Ji R R, Kawasaki Y, Zhuang Z Y, Wen Y R, Zhang Y Q
Department of Anesthesiology, Brigham and Women's Hospital, Harvard Medical School, 75 Francis Street, MRB 604, Boston, MA 02115, USA.
Handb Exp Pharmacol. 2007(177):359-89. doi: 10.1007/978-3-540-33823-9_13.

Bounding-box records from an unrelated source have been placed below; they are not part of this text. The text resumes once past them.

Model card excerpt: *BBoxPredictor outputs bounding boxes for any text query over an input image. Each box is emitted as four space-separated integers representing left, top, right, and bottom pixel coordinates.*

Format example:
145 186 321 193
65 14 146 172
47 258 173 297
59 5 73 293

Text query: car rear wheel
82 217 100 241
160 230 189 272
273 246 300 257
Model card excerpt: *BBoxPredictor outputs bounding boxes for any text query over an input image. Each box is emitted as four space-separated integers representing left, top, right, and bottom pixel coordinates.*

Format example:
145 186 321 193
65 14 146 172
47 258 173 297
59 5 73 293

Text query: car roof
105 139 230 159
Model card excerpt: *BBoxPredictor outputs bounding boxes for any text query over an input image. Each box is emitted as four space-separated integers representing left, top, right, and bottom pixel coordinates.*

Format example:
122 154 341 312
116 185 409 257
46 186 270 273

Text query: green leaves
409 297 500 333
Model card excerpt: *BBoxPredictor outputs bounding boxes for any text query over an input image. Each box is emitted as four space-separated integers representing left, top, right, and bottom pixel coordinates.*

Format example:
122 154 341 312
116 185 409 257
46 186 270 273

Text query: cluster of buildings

Pathological pain or clinical pain refers to tissue injury-induced inflammatory pain and nerve injury-induced neuropathic pain and is often chronic. Pathological pain is an expression of neural plasticity that occurs both in the peripheral nervous system (e.g., primary sensory nociceptors), termed peripheral sensitization, and in the central nervous system (e.g., dorsal horn and brain neurons), termed central sensitization. Our insufficient understanding of mechanisms underlying the induction and maintenance of injury-induced neuronal plasticity hinders successful treatment for pathological pain. The human genome encodes 518 protein kinases, representing one of the largest protein families. There is growing interest in developing protein kinase inhibitors for the treatment of a number of diseases. Although protein kinases were not favored as targets for analgesics, studies in the last decade have demonstrated important roles of these kinases in regulating neuronal plasticity and pain sensitization. Multiple protein kinases have been implicated in peripheral and central sensitization following intense noxious stimuli and injuries. In particular, mitogen-activated protein kinases (MAPKs), consisting of extracellular signal-regulated kinase (ERK), p38, and c-Jun N-terminal kinase (JNK), are downstream to many kinases and are activated in primary sensory and dorsal horn neurons by nociceptive activity, growth factors and inflammatory mediators, contributing to the induction and maintenance of pain sensitization via posttranslational, translational, and transcriptional regulation. MAPKs are also activated in spinal glial cells (microglia and astrocytes) after injuries, leading to the synthesis of inflammatory mediators/neuroactive substances that act on nociceptive neurons, enhancing and prolonging pain sensitization. Inhibition of multiple kinases has been shown to attenuate inflammatory and neuropathic pain in different animal models. Development of specific inhibitors for protein kinases to target neurons and glial cells will shed light on the development of new therapies for debilitating chronic pain.
病理性疼痛或临床疼痛是指由组织损伤引起的炎性疼痛和神经损伤引起的神经性疼痛,通常为慢性疼痛。病理性疼痛是神经可塑性的一种表现,它既发生在外周神经系统(如初级感觉伤害感受器),称为外周敏化,也发生在中枢神经系统(如背角和脑神经元),称为中枢敏化。我们对损伤诱导的神经元可塑性的诱导和维持机制了解不足,这阻碍了病理性疼痛的成功治疗。人类基因组编码518种蛋白激酶,是最大的蛋白家族之一。开发用于治疗多种疾病的蛋白激酶抑制剂的兴趣日益浓厚。尽管蛋白激酶曾不被看好作为镇痛药的靶点,但过去十年的研究表明,这些激酶在调节神经元可塑性和疼痛敏化方面具有重要作用。多种蛋白激酶在强烈的伤害性刺激和损伤后的外周和中枢敏化中发挥作用。特别是,丝裂原活化蛋白激酶(MAPK)由细胞外信号调节激酶(ERK)、p38和c-Jun氨基末端激酶(JNK)组成,是许多激酶的下游靶点,并在初级感觉神经元和背角神经元中被伤害性活动、生长因子和炎性介质激活,通过翻译后、翻译和转录调控,促进疼痛敏化的诱导和维持。损伤后,MAPK在脊髓胶质细胞(小胶质细胞和星形胶质细胞)中也被激活,导致炎性介质/神经活性物质的合成,这些物质作用于伤害性神经元,增强并延长疼痛敏化。在不同的动物模型中,抑制多种激酶已被证明可减轻炎性和神经性疼痛。开发针对神经元和胶质细胞的蛋白激酶特异性抑制剂将为治疗使人衰弱的慢性疼痛的新疗法的开发提供线索。